I understand that this happens for Animal is a mapped class as far as Entity Framework is concerned. What I want to understand are the inner workings making the one case a valid option and the second one not. Why does .Net not allow the usage of the Poco object as what it essentially is? Is there a reason for that or is it just a feature missing? Is there any workaround to use the first statement so that I can avoid making hundreds of essentially identical dtos?

推荐答案

I can't find any link where this limitation of EF is explained. The current EF (6) source is not too communicative either. Where the exception is thrown it only says

// nominal types are not supported

So I've been pondering about it for a while.

I think the bottom line is you can make a real mess of it. More formally stated: you can create entity objects that EF would not consider to be in a valid state. Suppose your Animal had a reference to a Zoo and also a ZooId property. You could put zoo A in the reference and id value of zoo B in the Id.

Then there is the point of tracking entities. When you do

dbContext.Animal.ToList()

the Animal objects are materialized by EF itself. They are added to the context's cache and the change tracker. If you were able to project into entity objects directly, maybe it wouldn't be obvious enough that they don't get tracked.

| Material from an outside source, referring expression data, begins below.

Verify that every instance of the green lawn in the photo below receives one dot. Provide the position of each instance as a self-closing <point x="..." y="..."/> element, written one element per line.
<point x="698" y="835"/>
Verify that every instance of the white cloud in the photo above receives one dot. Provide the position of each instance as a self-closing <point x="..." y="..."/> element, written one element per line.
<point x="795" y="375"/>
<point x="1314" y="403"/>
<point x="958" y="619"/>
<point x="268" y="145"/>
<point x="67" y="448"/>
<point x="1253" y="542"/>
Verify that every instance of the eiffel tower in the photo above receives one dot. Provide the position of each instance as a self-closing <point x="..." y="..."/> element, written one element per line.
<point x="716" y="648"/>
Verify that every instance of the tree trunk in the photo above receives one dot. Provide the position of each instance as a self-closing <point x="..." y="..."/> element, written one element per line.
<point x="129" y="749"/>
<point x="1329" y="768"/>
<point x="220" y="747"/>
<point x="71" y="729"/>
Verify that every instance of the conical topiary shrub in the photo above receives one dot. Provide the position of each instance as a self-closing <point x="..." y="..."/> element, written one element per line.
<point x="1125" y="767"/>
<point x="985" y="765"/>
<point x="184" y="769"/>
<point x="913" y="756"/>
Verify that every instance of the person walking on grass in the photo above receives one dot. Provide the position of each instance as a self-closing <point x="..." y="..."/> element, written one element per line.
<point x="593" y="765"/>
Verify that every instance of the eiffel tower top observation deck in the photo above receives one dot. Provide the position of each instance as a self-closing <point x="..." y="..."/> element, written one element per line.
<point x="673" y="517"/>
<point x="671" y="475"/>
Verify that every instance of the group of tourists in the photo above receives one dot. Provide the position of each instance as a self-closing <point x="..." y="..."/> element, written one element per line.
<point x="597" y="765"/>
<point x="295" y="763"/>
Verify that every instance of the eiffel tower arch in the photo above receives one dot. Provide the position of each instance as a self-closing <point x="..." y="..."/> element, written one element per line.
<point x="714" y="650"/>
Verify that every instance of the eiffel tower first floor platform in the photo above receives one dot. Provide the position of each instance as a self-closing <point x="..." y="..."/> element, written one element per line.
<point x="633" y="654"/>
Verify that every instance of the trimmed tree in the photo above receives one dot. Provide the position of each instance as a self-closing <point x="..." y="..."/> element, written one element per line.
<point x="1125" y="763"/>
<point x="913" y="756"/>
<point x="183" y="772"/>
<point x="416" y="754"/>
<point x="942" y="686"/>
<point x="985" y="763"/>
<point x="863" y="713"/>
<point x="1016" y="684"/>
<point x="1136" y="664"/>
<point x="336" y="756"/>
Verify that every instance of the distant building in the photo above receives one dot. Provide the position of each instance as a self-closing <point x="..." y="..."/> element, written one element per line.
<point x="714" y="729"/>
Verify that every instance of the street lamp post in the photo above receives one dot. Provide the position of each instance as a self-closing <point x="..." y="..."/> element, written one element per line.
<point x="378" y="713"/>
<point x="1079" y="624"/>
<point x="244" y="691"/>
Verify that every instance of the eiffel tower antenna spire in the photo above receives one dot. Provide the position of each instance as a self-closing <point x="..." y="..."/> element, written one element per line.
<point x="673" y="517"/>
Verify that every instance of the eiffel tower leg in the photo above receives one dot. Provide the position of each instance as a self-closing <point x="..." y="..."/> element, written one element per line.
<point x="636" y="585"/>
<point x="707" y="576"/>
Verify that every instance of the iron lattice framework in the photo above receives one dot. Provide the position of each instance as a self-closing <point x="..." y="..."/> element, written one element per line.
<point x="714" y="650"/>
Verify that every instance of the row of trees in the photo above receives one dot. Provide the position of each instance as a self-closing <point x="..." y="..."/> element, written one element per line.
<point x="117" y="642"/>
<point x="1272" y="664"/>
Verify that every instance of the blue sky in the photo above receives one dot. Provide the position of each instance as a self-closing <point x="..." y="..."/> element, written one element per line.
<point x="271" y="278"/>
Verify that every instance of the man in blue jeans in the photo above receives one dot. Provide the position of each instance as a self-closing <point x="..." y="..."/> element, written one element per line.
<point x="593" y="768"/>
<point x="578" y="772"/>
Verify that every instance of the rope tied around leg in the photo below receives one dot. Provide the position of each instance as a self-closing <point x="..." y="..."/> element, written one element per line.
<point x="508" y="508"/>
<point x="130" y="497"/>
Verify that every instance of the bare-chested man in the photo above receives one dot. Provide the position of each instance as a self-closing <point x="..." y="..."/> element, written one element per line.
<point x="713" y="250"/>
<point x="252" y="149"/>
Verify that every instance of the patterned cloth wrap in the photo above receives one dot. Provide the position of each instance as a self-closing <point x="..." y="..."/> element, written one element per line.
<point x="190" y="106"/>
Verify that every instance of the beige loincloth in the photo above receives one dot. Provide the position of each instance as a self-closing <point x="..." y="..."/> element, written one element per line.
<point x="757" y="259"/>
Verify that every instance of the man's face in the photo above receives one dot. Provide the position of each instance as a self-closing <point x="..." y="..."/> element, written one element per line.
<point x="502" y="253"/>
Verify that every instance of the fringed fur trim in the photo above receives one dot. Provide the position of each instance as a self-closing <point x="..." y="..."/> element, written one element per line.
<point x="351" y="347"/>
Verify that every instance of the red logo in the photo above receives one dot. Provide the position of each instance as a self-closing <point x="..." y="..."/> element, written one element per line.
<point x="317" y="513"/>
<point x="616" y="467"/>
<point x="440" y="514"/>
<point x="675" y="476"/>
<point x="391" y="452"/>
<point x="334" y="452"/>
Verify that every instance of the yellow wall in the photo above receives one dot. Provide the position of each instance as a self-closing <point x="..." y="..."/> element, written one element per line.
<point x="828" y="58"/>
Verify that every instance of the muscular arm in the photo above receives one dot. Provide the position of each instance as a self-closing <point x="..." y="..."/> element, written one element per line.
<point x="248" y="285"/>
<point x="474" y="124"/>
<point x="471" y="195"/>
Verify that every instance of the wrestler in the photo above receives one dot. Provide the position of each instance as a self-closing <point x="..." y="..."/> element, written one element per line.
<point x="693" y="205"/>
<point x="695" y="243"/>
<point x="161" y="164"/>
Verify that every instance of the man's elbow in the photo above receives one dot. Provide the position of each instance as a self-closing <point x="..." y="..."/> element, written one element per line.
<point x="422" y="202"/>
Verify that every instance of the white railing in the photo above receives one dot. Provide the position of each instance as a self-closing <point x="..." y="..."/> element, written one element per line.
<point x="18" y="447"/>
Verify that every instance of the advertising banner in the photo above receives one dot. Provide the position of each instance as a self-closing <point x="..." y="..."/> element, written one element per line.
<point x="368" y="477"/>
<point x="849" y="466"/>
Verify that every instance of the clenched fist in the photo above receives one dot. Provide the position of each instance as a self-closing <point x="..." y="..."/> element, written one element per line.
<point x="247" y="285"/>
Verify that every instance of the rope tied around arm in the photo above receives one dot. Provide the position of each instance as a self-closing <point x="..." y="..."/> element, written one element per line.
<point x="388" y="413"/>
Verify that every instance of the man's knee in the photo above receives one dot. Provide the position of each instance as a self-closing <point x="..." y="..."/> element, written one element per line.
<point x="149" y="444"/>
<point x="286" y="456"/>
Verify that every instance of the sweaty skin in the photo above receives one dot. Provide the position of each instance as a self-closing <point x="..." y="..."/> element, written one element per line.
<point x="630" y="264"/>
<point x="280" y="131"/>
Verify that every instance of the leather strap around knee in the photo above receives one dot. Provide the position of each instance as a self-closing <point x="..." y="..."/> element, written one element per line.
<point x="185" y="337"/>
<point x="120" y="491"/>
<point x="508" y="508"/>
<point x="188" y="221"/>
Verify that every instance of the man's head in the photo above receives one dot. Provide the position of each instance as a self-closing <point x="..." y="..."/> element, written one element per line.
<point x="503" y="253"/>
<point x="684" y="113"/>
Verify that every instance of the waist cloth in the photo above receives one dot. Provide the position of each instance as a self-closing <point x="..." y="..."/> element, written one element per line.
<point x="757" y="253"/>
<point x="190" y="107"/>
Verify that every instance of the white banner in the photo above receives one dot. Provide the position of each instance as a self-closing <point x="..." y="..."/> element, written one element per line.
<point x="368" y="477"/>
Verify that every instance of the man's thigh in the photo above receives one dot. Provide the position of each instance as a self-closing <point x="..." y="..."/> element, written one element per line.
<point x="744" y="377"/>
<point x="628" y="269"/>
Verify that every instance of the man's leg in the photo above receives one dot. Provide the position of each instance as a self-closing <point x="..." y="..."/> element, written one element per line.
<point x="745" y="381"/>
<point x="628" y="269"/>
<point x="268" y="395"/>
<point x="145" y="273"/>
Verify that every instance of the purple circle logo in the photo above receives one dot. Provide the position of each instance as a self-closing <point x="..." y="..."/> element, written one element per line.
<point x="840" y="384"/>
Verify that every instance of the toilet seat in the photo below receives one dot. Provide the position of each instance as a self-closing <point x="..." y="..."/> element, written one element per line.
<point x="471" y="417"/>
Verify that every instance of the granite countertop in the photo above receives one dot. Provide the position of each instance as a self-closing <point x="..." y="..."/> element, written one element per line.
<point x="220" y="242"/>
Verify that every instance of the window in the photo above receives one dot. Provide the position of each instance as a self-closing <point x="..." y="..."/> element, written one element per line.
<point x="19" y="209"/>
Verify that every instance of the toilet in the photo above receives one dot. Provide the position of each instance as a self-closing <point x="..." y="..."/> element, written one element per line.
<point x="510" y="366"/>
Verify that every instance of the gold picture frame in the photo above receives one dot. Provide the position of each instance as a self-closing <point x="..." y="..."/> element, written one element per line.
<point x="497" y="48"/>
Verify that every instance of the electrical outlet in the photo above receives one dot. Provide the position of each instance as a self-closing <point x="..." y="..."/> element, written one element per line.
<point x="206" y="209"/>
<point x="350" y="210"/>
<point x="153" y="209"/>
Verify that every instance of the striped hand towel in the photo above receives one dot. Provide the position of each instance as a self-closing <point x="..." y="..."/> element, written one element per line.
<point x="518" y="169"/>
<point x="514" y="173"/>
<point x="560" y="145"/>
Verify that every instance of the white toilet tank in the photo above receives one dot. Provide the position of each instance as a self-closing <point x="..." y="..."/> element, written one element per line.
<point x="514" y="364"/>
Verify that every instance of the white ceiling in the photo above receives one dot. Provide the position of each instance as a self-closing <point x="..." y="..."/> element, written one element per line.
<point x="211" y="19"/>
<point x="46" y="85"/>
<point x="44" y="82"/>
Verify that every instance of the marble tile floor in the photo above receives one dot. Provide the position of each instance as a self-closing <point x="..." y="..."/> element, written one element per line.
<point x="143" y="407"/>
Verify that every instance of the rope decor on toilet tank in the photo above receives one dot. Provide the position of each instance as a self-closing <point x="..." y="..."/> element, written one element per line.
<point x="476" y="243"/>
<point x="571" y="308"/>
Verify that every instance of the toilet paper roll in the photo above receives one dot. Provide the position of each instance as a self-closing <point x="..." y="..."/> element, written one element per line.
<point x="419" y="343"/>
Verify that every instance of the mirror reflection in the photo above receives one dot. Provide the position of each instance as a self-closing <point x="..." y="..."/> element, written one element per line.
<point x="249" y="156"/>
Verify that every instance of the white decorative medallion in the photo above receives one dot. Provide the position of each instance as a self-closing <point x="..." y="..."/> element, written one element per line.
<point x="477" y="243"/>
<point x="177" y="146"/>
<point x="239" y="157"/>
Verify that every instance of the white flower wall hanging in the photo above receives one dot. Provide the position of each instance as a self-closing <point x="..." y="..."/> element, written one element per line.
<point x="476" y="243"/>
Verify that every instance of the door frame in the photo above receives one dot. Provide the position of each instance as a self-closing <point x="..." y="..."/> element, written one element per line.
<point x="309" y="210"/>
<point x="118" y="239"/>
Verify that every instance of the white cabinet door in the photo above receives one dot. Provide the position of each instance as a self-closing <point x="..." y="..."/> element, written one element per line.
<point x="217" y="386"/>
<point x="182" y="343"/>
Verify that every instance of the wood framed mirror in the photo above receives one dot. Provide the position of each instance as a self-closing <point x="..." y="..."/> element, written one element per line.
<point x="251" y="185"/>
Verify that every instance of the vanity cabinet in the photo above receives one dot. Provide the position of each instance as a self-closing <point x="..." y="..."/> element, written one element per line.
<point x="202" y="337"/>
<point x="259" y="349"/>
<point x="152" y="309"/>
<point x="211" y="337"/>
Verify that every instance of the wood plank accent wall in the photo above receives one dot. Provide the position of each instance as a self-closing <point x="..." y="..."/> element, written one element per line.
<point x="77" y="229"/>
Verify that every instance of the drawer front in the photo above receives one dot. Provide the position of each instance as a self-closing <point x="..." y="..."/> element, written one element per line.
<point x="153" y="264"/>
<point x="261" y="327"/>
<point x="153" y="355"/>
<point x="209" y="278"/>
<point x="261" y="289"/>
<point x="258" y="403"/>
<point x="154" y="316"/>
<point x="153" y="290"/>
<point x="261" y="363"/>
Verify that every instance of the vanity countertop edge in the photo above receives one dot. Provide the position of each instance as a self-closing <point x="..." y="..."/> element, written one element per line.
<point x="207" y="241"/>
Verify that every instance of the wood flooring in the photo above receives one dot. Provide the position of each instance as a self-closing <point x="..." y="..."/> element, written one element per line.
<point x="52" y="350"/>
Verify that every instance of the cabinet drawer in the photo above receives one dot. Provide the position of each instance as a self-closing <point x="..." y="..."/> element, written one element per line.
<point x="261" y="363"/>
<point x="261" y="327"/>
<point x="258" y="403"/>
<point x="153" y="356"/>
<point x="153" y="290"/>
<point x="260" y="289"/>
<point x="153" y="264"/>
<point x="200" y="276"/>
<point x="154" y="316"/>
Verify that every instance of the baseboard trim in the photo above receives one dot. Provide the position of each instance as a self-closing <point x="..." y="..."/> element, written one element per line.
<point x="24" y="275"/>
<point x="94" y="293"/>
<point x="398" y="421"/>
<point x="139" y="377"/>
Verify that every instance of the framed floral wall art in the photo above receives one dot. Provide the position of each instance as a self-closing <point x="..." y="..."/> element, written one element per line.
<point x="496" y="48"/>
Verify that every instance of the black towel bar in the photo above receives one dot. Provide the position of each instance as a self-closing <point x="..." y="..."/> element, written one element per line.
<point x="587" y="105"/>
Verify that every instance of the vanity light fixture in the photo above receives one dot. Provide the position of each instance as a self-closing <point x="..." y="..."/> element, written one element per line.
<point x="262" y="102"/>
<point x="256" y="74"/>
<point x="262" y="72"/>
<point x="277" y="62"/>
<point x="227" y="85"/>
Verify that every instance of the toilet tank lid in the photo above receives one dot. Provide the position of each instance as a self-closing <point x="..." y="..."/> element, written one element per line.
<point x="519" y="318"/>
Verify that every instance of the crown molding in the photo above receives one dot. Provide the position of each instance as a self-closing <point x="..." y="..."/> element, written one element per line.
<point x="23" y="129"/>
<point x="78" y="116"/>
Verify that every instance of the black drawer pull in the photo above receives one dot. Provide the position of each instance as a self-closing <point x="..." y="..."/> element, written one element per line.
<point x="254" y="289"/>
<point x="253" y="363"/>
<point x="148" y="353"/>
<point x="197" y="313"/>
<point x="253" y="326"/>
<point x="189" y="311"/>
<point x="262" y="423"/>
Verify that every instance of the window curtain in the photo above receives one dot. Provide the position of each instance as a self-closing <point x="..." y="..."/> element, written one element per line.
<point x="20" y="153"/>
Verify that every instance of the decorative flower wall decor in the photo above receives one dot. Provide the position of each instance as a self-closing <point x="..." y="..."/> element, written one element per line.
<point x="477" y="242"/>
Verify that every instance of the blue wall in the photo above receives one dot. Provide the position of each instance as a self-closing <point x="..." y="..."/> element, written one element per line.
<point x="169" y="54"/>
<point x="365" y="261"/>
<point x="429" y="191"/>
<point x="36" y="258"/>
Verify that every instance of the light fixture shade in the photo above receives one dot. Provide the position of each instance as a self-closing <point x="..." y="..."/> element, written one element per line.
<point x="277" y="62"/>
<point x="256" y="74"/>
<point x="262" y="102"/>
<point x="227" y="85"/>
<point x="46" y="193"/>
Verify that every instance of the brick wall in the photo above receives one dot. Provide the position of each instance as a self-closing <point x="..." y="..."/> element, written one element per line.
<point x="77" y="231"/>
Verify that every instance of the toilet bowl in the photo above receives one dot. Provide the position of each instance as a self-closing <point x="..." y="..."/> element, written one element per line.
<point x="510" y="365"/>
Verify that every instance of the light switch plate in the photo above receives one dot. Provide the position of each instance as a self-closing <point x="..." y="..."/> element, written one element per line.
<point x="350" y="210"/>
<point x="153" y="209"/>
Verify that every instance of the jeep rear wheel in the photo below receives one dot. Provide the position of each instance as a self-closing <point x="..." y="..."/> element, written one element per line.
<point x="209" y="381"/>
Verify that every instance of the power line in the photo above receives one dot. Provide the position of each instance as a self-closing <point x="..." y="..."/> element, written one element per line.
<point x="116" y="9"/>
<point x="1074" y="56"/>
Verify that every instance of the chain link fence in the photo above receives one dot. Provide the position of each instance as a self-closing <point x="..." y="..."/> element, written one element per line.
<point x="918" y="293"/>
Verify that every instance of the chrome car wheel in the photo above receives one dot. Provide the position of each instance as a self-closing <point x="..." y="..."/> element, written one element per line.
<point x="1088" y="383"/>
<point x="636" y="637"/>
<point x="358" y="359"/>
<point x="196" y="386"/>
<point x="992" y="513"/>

Suppose you were to give all your mamals the same color. It might look obvious to do:

    var animals = (from an in dbContext.Animal 
        where an.IsMammal
        select new Animal { Id = an.Id , Color = myColorVariable, .... });
    dbContext.SaveChanges();

But you can't. EF only wants to track entities it has materialized itself so it can trust they are in a valid state.

By the way, you can do what you want if you put .AsEnumerable() right before you make a projection. After AsEnumerable EF is out of control. Similarly you could take a valid Animal object, materialized by EF, and assign a non-matching Zoo object and ZooId to it. The problems will come when EF gains control again, e.g. when you try to save changes.